En efecto Mario Gas monta un texto engañosamente sencillo, una historia apenas esbozada a la que hay que prestar atención en sus zonas de sombra y en su interlineado. Nunca Fellini fue más Chéjov, nunca Mario Gas logró unir a Chéjov con Samuel Beckett y los cómicos del cine mudo. Como ocurrió en la recepción de la película, el argumento es tan simple que las reacciones del público pueden ir de la frialdad al entusiasmo. Unos dirán que «La Strada» se juega en los detalles, en la atmósfera, que su fuerza emotiva no está en la acción sino en la sutileza de sus símbolos. Otros apelarán a un mayor desarrollo, a un discurso más efectivo.
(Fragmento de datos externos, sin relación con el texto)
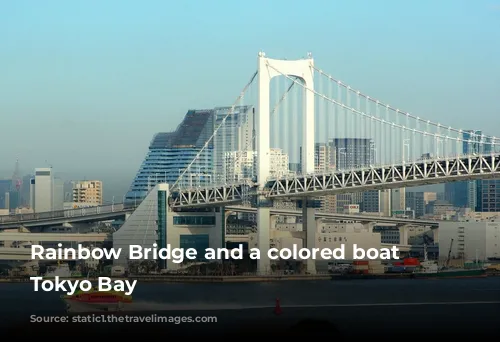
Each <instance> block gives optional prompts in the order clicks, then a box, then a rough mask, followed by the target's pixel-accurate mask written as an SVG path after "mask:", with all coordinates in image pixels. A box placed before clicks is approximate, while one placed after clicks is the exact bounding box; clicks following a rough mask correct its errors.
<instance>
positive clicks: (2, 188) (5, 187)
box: [0, 179, 12, 209]
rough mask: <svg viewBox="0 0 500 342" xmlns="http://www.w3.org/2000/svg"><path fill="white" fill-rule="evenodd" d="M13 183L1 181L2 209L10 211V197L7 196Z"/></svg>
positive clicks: (4, 179) (0, 184) (1, 196)
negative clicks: (6, 209) (7, 194)
mask: <svg viewBox="0 0 500 342" xmlns="http://www.w3.org/2000/svg"><path fill="white" fill-rule="evenodd" d="M11 185H12V181H11V180H10V179H1V180H0V209H8V208H9V203H8V198H7V197H8V196H6V194H8V193H9V191H10V189H11Z"/></svg>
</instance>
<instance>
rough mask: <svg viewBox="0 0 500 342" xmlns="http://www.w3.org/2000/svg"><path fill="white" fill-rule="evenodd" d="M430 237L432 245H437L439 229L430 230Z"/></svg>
mask: <svg viewBox="0 0 500 342" xmlns="http://www.w3.org/2000/svg"><path fill="white" fill-rule="evenodd" d="M432 237H433V239H434V244H438V243H439V228H434V229H432Z"/></svg>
Es la vieja polémica que ha acompañado siempre a esta obra.

La historia de Zampanó, Gelsomina y el Loco es violenta y maravillosa porque se juega en el combate de los contrastes: la inocencia y el maltrato, la búsqueda de la vida y el encuentro con la muerte.

Circo trágico

El montaje es simbólico, entre la fantasía y la realidad, con esas estructuras metálicas, esos ambientes desolados por el frío, el motocarro, el olor a incienso y, sobre ellos, esas pantallas de vídeo que dan una nueva dimensión a la historia. La música es sencillamente emocionante con esa trompeta que atraviesa vidas y destinos, y con una banda sonora capaz de enfatizar cada escena. Las interpretaciones de Alberto Iglesias, Alfonso Lara y Verónica Echegui son magníficas, capaces de meternos de lleno en estas psicologías a la deriva, en este circo trágico de personalidades.
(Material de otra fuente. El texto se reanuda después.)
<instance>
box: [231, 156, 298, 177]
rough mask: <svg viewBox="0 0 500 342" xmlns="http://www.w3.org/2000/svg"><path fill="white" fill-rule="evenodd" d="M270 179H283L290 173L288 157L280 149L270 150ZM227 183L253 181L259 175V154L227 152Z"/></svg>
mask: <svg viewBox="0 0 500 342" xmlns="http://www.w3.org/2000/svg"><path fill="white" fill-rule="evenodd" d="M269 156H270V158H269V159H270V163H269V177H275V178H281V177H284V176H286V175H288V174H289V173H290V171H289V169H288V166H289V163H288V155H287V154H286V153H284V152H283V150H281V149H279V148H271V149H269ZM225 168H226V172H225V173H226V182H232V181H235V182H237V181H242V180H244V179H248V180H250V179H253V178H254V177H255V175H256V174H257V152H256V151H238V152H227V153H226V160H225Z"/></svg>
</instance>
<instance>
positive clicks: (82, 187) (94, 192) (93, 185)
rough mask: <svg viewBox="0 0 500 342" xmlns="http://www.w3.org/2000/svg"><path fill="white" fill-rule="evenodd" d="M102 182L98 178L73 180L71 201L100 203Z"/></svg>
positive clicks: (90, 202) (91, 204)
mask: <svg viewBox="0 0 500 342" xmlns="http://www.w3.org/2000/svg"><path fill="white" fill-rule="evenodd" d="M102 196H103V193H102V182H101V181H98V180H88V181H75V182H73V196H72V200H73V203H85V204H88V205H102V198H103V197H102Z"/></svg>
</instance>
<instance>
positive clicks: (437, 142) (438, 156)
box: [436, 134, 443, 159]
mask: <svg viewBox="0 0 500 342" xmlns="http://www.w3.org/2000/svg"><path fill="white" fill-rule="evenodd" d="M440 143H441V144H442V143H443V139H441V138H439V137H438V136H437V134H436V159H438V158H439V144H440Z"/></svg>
«La Strada» es una historia de amor, un viaje por los caminos del amor. Zampanó lo vive como un sentimiento naturalista, animal y violento, el Loco como una posibilidad real de dejar atrás una vida, y ella, Gelsomina, como una condena. Son, en el fondo, distintas formas de ternura, distintas formas de señalar el extravío. Porque el amor es siempre un sentimiento peligroso e irrenunciable.

Mario Gas ha sido fiel a Fellini en lo esencial, en mostrarnos esa lucha entre lo monstruoso y lo angélico. Y lo ha hecho con el rigor a que nos tiene acostumbrados. Sin renunciar siquiera a los límites que tiene esta obra.